As Mad as a Gum Tree Full of Galahs
“G’day, Daddi. How ya going?”
“I’m well, thank you, Rinpoche. How are you?”
“Good, Daddi. Why aren’t you at the place called Work today? Are you chucking a sickie?”
“No, Rinpoche, I’m not pretending to be sick. I have a big project that I’m working on from home.”
“Good onya, mate!”
“Rinpoche, I notice you’re speaking Australian strine.”
“Yes, Daddi, it’s such a great language! I like all the Australian words that make everything sound so cute and small. Don’t you think that a postie and a milko sound much friendlier than a postman or milkman? Even nasty things sound nice – like mozzies and pollies.”
“I can understand mosquitoes being nasty, but what’s wrong with pollies? I like parrots.”
“I’m talking about politicians, Daddi. When you call them pollies, you forget how loud, vain and greedy some of them can be.”

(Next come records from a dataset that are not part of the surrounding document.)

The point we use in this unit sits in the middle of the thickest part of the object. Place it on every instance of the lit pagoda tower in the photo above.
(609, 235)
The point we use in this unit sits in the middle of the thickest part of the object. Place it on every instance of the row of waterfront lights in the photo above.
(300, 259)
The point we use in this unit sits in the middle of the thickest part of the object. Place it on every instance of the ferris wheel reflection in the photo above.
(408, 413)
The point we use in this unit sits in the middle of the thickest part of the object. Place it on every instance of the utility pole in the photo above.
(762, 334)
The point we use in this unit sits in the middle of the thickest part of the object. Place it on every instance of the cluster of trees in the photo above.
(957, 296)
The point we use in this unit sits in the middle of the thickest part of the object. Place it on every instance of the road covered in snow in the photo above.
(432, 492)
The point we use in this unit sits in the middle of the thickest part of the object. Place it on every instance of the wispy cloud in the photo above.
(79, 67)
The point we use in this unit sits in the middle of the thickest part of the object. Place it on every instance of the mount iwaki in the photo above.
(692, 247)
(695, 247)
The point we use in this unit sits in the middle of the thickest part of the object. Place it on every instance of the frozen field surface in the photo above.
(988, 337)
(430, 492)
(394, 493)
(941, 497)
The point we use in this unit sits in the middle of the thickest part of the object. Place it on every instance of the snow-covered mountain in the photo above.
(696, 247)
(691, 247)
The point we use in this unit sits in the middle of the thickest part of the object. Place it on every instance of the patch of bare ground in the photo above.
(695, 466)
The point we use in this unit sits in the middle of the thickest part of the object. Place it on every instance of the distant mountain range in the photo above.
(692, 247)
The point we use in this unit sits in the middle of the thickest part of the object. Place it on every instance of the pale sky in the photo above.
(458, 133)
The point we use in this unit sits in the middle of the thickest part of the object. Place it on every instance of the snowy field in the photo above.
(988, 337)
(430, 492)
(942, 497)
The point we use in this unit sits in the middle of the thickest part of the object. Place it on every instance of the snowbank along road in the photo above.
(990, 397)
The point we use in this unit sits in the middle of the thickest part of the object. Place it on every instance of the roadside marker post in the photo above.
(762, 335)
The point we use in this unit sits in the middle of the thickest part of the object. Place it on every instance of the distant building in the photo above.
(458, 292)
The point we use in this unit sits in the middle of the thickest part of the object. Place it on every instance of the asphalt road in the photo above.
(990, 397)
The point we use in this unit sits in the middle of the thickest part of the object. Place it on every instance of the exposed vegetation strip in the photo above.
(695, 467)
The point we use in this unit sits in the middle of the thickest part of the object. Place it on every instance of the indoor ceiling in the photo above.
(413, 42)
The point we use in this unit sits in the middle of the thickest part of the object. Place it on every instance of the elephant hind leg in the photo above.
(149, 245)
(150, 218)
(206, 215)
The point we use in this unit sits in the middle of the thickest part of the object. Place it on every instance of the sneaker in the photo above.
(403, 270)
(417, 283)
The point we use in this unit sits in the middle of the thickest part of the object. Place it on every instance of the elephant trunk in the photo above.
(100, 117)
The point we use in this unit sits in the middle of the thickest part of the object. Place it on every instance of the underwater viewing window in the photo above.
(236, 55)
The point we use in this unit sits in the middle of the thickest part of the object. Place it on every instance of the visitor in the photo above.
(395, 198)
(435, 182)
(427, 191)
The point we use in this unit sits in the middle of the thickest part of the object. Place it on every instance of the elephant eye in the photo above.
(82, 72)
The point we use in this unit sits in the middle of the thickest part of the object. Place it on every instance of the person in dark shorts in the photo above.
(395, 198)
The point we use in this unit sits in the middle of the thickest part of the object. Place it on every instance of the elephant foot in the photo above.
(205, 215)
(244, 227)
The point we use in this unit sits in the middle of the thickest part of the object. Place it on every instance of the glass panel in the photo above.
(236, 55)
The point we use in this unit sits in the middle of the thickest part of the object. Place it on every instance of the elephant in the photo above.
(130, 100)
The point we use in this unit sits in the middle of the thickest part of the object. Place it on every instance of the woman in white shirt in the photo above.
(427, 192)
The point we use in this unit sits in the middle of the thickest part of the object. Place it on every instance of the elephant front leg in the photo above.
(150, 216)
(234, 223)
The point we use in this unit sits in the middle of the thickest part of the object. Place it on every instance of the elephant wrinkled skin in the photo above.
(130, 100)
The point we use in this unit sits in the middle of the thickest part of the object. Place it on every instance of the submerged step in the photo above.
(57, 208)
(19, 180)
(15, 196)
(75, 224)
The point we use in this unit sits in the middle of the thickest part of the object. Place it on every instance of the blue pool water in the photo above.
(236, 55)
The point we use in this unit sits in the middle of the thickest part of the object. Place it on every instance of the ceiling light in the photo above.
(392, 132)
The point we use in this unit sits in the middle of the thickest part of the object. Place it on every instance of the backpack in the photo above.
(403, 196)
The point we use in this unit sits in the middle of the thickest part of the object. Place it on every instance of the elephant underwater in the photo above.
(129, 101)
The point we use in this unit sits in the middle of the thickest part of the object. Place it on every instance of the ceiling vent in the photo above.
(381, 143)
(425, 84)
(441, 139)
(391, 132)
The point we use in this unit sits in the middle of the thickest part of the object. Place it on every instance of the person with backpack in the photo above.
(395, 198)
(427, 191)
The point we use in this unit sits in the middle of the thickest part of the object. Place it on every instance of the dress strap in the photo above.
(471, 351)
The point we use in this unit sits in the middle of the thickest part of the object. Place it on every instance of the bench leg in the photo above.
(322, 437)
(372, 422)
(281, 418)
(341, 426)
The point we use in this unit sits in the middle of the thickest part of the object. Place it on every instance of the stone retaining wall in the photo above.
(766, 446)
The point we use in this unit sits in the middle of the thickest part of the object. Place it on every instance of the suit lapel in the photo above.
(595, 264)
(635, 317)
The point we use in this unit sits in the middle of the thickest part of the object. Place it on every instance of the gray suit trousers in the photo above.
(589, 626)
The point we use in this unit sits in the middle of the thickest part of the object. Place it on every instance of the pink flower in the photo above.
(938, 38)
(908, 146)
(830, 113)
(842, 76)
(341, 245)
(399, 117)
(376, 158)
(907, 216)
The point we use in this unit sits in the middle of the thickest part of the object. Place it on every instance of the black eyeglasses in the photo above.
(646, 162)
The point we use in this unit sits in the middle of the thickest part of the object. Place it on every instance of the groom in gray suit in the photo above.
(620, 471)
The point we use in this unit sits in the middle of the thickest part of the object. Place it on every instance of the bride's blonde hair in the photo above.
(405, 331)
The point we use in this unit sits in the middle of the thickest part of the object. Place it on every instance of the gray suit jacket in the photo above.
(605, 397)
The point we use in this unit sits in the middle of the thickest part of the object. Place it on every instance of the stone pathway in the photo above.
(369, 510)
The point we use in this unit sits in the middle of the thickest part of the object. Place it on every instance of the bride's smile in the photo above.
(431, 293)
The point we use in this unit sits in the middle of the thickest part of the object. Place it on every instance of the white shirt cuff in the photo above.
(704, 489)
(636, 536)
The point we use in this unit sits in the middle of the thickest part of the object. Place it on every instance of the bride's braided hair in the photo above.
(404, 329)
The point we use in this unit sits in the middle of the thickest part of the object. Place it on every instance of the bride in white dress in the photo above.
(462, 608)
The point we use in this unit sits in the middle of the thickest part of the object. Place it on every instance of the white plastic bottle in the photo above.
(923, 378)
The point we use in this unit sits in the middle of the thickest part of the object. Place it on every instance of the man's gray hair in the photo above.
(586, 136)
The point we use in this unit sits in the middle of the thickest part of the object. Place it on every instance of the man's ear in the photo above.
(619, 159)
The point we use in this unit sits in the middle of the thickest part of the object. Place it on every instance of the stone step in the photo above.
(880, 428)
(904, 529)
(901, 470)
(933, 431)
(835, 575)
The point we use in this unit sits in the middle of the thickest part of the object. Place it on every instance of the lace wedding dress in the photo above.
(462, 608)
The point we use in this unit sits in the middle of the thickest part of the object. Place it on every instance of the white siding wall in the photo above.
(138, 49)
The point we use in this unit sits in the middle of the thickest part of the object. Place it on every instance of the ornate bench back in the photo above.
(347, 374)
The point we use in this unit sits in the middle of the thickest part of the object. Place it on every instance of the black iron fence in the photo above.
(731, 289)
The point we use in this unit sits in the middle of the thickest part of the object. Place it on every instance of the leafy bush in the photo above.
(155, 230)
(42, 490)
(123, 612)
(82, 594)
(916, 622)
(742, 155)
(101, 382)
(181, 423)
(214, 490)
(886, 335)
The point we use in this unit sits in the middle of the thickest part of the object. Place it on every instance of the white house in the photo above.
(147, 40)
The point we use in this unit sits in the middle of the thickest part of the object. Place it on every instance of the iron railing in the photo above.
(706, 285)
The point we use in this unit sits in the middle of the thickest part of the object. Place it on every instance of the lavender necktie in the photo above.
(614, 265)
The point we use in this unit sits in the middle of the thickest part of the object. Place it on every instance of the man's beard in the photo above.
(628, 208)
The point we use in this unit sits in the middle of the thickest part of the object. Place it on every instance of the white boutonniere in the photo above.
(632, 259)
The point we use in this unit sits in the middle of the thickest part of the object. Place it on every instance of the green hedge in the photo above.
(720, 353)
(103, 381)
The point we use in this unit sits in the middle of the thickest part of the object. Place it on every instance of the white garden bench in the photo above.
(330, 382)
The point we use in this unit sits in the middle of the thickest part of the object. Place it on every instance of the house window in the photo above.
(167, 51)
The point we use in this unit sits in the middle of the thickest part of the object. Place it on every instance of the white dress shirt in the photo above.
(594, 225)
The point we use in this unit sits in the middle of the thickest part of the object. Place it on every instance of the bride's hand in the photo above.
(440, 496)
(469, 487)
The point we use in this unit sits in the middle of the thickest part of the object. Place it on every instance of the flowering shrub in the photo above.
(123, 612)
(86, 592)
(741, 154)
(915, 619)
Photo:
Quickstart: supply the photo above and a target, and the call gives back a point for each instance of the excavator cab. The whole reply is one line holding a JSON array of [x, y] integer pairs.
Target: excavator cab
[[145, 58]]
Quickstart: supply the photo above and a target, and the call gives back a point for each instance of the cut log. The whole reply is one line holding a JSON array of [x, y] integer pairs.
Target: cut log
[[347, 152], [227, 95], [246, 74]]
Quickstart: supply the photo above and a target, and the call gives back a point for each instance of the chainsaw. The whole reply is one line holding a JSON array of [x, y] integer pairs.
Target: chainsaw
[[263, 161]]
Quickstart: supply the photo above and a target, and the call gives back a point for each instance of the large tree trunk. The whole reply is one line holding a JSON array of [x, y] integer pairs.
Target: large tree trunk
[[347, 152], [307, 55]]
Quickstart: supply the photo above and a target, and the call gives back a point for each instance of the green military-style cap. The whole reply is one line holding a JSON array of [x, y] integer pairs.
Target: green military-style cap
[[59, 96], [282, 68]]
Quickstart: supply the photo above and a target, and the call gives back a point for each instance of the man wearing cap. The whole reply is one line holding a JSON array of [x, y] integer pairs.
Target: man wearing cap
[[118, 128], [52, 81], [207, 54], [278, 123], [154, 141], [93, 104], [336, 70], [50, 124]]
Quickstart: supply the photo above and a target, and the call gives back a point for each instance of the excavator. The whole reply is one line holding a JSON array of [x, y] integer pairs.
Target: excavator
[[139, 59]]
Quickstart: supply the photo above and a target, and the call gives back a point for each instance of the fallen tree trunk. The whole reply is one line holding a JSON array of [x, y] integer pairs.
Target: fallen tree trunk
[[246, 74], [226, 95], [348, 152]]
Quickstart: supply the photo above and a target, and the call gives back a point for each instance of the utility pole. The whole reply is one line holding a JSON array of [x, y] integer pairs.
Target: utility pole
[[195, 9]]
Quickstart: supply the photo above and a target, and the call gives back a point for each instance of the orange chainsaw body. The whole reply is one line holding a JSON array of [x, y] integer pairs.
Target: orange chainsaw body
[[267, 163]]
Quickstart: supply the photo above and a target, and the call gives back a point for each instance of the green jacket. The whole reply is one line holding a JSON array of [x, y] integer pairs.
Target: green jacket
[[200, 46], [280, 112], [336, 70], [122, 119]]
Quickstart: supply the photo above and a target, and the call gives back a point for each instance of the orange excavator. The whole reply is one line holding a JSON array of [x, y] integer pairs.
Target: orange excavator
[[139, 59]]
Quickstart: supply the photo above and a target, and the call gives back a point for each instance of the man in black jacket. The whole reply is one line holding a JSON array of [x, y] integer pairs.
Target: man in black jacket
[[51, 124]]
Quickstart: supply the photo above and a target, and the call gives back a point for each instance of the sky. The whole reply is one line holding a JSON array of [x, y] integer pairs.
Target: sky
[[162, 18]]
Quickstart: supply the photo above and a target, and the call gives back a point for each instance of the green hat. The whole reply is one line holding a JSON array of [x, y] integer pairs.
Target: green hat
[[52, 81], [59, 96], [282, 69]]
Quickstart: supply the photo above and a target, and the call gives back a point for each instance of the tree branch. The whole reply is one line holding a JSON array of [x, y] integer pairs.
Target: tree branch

“I’m glad you’ve got over your disapproval of Australian slang, Rinpoche. You used to complain about it before.”
“That’s not true, Daddi! It was you who made a fuss about it. I pointed out to you that Australian words add colour to the English language.”
“No, Rinpoche, I was the one who told you that. Surely you remember saying that you wished your friend, Harry, would speak the Queen’s English?”
“Of course not, Daddi! Why would I say something so mean when Harry is my best friend? You said it, and I told you at the time that you were being a snob.”
“I’m afraid you are having problems with your memory, Rinpoche.”
“It’s you who is forgetful, Daddi. But I’ll overlook it because I realize old people get confused. Let’s not have a blue about it.”
“I don’t want an argument either, but there’s nothing wrong with my memory, Rinpoche. And I’m not that old either.”
“Then why has some of the fur on your head turned grey, Daddi? I’m really worried about you. You’re not making any sense at all. I hate to say this, but you’re acting like you’ve got a few roos loose in the top paddock!”
“And you, my dear cat, are as mad as a gum tree full of galahs!”